Ohio Supreme Court throws the brakes on the state’s attempt to collect more taxes from NASCAR

COLUMBUS, Ohio – The revenue NASCAR makes from selling the rights to broadcast stock car races and merchandise to Ohio fans is not subject to the state’s commercial activities tax, according to an Ohio Supreme Court ruling Tuesday morning.

The unanimous court waived a red flag at the Ohio Tax Commissioner, who had ordered NASCAR to pay the state nearly $550,000 for money it earned through broadcasting races, online marketing and sponsorship fees. The court was split, 4-3, on whether the state could tax licensing fees that NASCAR grants to banks, insurance companies and manufacturers – including the maker of NASCAR-branded mugs and fuzzy dice, according to Ohio Court Newsa service of the Ohio Supreme Court.

On Jan. 25, Daytona Beach, Florida-based NASCAR Holdings Inc. argued before the court that Ohio’s commercial activity tax, also known by its acronym “CAT,” is unlawful. The commercial activity tax is assessed on almost all companies with gross receipts of over $150,000 in the state, regardless of whether they are located in Ohio.

The case ended up before Ohio’s high court because the Ohio Tax Commissioner’s Office audited NASCAR in 2011 for business activity it said occurred in the state, mainly through the broadcasting of races in Ohio, from July 1, 2005, to December. 31, 2010. It determined NASCAR owed taxes on $186 million in revenues in Ohio. The Ohio Board of Tax Appeals upheld the commissioner’s decision.

Fox, Speed ​​Channel Inc. and other media outlets acquired the rights to broadcast NASCAR’s intellectual property in specified territories, including in Ohio, the state had argued before the court in January. NASCAR received money for the broadcast licenses. The tax commissioner argued that state law required the revenue to be treated as gross receipts, subject to the CAT, the state said.
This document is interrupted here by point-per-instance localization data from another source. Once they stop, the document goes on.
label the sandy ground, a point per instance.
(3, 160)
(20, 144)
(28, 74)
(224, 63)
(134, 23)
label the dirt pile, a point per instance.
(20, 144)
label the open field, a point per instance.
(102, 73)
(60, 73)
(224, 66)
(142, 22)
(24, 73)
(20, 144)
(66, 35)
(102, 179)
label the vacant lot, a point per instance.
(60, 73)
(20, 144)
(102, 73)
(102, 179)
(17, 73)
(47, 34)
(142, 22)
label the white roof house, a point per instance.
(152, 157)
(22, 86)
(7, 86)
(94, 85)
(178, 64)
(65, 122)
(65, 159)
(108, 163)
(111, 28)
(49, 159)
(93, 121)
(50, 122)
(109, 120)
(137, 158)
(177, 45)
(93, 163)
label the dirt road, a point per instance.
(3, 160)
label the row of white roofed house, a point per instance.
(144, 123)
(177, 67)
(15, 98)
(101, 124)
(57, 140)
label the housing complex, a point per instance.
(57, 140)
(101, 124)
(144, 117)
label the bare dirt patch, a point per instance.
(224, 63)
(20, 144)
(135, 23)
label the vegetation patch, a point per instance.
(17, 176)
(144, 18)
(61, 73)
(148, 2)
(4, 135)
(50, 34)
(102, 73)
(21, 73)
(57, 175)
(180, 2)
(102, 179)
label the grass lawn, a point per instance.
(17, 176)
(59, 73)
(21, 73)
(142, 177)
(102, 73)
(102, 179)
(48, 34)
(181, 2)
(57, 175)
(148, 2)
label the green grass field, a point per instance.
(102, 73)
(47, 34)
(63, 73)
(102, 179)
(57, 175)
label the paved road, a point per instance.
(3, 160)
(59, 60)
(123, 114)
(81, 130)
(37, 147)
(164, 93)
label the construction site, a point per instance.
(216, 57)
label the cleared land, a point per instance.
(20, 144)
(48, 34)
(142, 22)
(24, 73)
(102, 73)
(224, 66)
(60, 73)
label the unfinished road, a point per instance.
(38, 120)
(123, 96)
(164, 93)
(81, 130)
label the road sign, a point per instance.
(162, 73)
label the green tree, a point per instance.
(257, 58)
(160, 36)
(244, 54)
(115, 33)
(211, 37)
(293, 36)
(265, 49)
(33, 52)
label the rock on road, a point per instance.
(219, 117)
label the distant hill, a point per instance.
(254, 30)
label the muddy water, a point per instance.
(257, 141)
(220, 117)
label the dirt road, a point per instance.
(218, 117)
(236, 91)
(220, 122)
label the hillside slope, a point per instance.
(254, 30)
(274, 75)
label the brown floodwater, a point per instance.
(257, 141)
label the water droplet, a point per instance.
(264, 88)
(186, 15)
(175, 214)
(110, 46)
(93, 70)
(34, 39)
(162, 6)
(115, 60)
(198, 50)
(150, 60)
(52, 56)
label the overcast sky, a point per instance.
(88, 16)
But Justice Pat DeWine, writing for the majority, analyzed how the dispute centers on the intellectual property being used in the state. He determined NASCAR’s contracts granted the rights to use its trademarks and logos across the country and the world. None of the contracts tied payments to NASCAR on the right to use its property specifically in Ohio. The revenue streams were not based on NASCAR’s intellectual property in Ohio, DeWine wrote.

NASCAR said it conducts races at more than 100 racetracks across 39 states and Canada and broadcasts races in over 150 countries.

The decision will reduce NASCAR’s tax bill to the state considerably. It will no longer have to pay taxes on $186 million in revenue, but on revenue that is less than $500,000, Court News Ohio reports.

The Ohio Supreme Court remanded the case to the Ohio Board of Tax Appeals to determine what, if any, tax NASCAR owes for hosting seven races in Ohio in a smaller racing series that occurred between 2005 and 2010.

All the Republican justices on the court – Chief Justice Maureen O’Connor, and Justices Sharon Kennedy and Patrick Fischer joined the opinion of DeWine, also a Republican.

In a concurring opinion, Justice Melody Stewart, a Democrat, wrote that NASCAR’s licensing contracts, unlike its broadcasting deals, allow the company to collect additional revenue on the sales made by using its trademarks. She wrote that the state has a right to estimate a portion of those sales that occurred in Ohio and tax them.

Fellow Democratic Justices Michael P. Donnelly and Jennifer Brunner joined Stewart’s opinion.

The case drew interest from the business community. The Ohio Chamber of Commerce submitted an amicus brief supporting NASCARarguing against the CAT in this case.